Jessica Schleider, Ph.D.
Harvard University (2018)
Prevention and treatment of youth anxiety and depression; Design and development of brief, scalable interventions for youth mental health problems, including technology-mediated therapies (e.g., online and virtual reality programs); Single-session intervention; Family processes and youth mental health; Parent-directed intervention; Mechanisms of change in youth mental health treatment; Clinical child psychology and intervention science.

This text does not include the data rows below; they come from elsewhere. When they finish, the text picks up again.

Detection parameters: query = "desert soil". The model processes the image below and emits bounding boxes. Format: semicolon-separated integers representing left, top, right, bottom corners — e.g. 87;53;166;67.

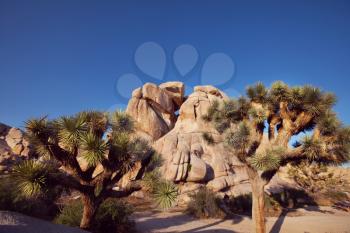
133;207;350;233
0;211;87;233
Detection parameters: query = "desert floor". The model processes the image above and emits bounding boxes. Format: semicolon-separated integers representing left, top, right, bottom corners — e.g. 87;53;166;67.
133;207;350;233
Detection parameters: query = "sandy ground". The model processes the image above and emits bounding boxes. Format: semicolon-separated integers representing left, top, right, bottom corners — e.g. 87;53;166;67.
133;207;350;233
0;211;87;233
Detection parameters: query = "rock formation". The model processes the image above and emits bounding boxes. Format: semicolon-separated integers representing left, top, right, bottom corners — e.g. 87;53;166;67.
127;82;252;198
126;82;185;140
0;123;33;172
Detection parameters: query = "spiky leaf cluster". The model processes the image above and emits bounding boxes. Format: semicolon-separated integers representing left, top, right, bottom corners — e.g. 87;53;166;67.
247;82;268;103
249;148;284;171
13;160;50;197
79;132;108;166
225;122;250;150
301;136;323;161
26;111;152;183
154;181;178;209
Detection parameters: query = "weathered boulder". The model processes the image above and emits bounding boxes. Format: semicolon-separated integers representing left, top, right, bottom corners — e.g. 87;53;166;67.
0;123;33;172
154;86;248;196
126;82;184;141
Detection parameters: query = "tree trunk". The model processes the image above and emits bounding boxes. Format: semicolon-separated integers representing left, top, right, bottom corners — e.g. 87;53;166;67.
251;176;266;233
80;195;98;230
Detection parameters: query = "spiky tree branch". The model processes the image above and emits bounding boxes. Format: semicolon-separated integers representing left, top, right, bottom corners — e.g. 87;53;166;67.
16;111;153;229
203;81;350;233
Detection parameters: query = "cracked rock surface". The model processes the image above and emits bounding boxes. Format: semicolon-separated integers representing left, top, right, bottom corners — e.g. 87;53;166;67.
127;82;248;198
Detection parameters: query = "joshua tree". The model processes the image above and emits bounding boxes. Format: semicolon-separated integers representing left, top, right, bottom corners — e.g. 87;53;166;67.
203;81;350;233
14;112;153;229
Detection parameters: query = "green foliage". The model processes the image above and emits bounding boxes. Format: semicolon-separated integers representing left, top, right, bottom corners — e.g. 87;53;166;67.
246;82;268;103
186;187;224;218
12;160;50;197
272;188;317;208
142;169;162;193
0;177;62;220
54;199;133;233
54;200;83;227
225;122;250;150
288;162;349;194
249;151;281;171
153;180;178;209
269;81;289;102
301;136;322;161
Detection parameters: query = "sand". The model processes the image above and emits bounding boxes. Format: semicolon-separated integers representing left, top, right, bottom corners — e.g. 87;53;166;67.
133;207;350;233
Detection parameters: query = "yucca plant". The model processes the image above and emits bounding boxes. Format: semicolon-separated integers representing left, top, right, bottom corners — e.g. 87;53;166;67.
13;160;50;197
203;81;350;233
153;180;178;209
13;111;153;229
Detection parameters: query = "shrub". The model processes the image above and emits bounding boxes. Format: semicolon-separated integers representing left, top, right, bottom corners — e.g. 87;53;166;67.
142;169;161;193
153;180;178;209
0;177;62;220
54;200;83;227
186;187;224;218
54;198;134;233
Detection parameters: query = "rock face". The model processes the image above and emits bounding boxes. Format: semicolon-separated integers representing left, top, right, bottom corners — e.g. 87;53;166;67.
127;82;248;198
126;82;185;140
0;123;33;171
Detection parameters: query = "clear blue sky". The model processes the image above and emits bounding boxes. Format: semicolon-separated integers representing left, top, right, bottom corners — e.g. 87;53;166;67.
0;0;350;127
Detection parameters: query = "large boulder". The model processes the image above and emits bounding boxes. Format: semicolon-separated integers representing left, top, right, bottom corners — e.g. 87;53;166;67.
0;123;33;172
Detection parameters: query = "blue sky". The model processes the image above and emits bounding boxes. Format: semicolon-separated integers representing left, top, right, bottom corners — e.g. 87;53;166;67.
0;0;350;127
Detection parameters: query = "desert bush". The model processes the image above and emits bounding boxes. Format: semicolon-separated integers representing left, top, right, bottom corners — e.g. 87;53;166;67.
0;177;62;220
153;180;178;209
288;162;348;193
54;198;134;233
186;187;225;218
228;193;282;216
142;169;161;193
54;200;83;227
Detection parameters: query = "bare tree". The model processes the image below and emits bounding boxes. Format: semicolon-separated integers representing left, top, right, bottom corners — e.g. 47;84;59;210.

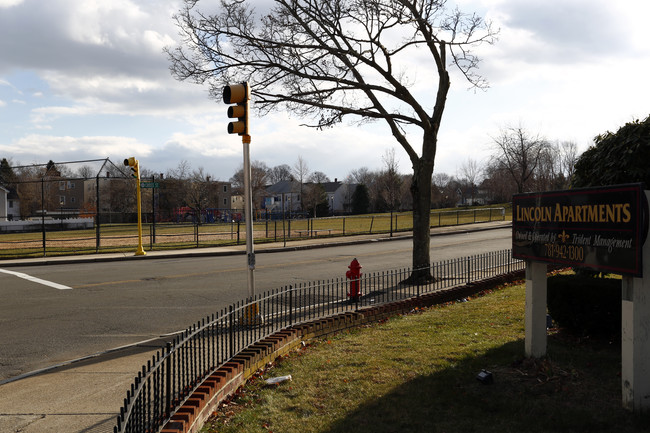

Efforts to prevent and treat youth mental health problems have advanced greatly, but they have not reduced overall rates of youth mental illness. Low access to services exacerbates this problem: In the United States, up to 80% of youths in need of psychological services never receive them. The objective of my research program is to help address this discrepancy by developing scalable, accessible interventions for youth mental health problems, particularly depression and anxiety; identifying the mechanisms of change underlying their effects; and testing novel approaches to dissemination. My work focuses on two interconnected targets that I expect to inform the design of such interventions: familial processes, such as parental psychopathology and family functioning, and youth cognitions, such as beliefs about whether personal traits are malleable (versus fixed) by nature.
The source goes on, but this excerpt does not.